Virologic and immunologic parameters were assessed for associations using Spearman rank correlation in the overall cohort and within each sex. P values for differences in correlations between men and women were calculated using the Fisher z transformation (http://vassarstats.net/rdiff.html). Immune subsets were compared between sexes by Mann–Whitney testing.
Nominal P values are reported without adjustment for multiple testing; adjustment requires that results expected to biologically co-vary (eg, inverse variations in T-cell subsets) detract from each other, when they should be reinforcing [43–45]. We present the full dataset, including exploratory findings, indicating where the unadjusted P value was <.05.
RESULTS
Cohort Characteristics
Demographic and clinical features of the participants (26 women and 26 men) are shown in Table 1. Maximum pretreatment VL was not matched, and the median value in women was 0.13 log lower than in men (P = .14, Mann–Whitney test). Active hepatitis C virus infection and injection drug use (P > .5, Fisher exact test) and rates of viremic controllers (23% men, 35% women; P = .54, Fisher exact test) were balanced between the groups. The CMV-seropositive rate was higher among men than women (100% in men vs 81% in women; P = .05, Fisher exact test). Seventy-three percent of the women reported regular menstrual cycles, and all had detectable 17β-estradiol and progesterone levels (Supplementary Table 1). Of patients with amenorrhea, 2 had history of ovary-sparing hysterectomy and 2 had a history of intrauterine device placement (>6 months prior to study enrollment).
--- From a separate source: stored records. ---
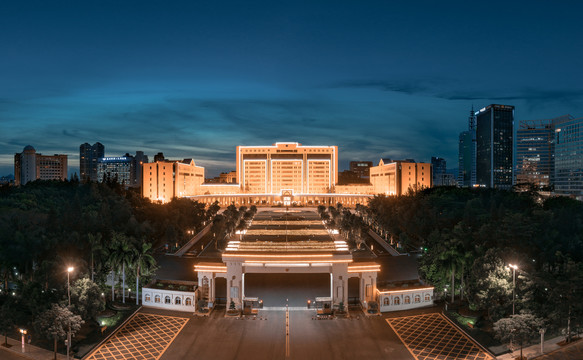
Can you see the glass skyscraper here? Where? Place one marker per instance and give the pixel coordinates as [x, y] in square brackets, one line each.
[494, 146]
[569, 157]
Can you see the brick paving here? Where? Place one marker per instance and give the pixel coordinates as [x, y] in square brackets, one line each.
[432, 337]
[145, 336]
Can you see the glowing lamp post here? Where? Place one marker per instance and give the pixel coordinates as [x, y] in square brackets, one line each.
[514, 267]
[69, 271]
[22, 333]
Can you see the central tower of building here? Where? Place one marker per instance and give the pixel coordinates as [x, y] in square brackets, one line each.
[287, 167]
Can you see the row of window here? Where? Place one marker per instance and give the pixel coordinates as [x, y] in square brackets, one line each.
[168, 300]
[406, 300]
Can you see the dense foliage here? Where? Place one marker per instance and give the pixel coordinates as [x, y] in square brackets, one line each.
[97, 228]
[468, 238]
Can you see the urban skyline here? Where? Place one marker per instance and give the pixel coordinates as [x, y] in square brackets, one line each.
[191, 80]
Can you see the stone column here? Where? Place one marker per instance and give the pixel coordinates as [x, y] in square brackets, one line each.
[234, 283]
Three additional women reported irregular menses; in 2 of these women, the hormone levels and clinical assessment suggested an anovulatory cycle at the time of sampling (Supplementary Table 2).
Table 1.
Cohort Characteristics | Men | Women |
---|---|---|
Age, y, median (IQR) | 43 (33–48) | 41 (35–48) |
CD4 nadir cells/μL, median (IQR) | 270 (131–442) | 214 (111–317) |
CD4 at sampling cells/μL, median (IQR) | 646 (544–825) | 677 (530–861) |
Duration of infection, y, median (IQR) | 7 (4.0–11.5) | 8 (4.8–14.3) |
Duration of viral suppression, y, median (IQR) | 3.3 (2.1–6.7) | 2.8 (1.8–4.3) |
Max pretreatment VL, median (IQR) | 4.74 (4.4–5.4) | 4.61 (3.8–5.2) |
Controller (majority of pretreatment VL <10000) | 6 (23) | 9 (35) |
CMV positive | 26 (100) | 21 (81) |
Active HCV infection | 2 (7.7) | 1 (3.8) |
IDU | 3 (12) | 5 (19) |
Timing of ART initiationa | ||
Early, continuous | 1 (4) | 1 (4) |
Late | 20 (77) | 20 (77) |
Early and interrupted or unknown | 5 (19) | 5 (19) |
ART regimen | ||
PI | 3 (12) | 9 (35) |
NNRTI | 12 (46) | 11 (42) |
INSTI | 9 (35) | 6 (23) |
PI/INSTI | 1 (4) | 0 |
NNRTI/INSTI | 1 (4) | 0 |
Race/ethnicity | ||
White | 9 (35) | 8 (31) |
Black | 7 (27) | 6 (23) |
Hispanic | 4 (15) | 4 (15) |
Asian | 2 (8) | 3 (12) |
Native American | 1 (4) | 0 |
Mixed/multiracial/other | 3 (11) | 5 (19) |
History of sex with male partner(s) | 24 (92) | 26 (100) |
Data are presented as No. (%) unless otherwise indicated. Observations were available for all subjects (26 women and 26 men) with the exception of maximum pretreatment VL; this value was missing in 5 observations, all from the female subjects.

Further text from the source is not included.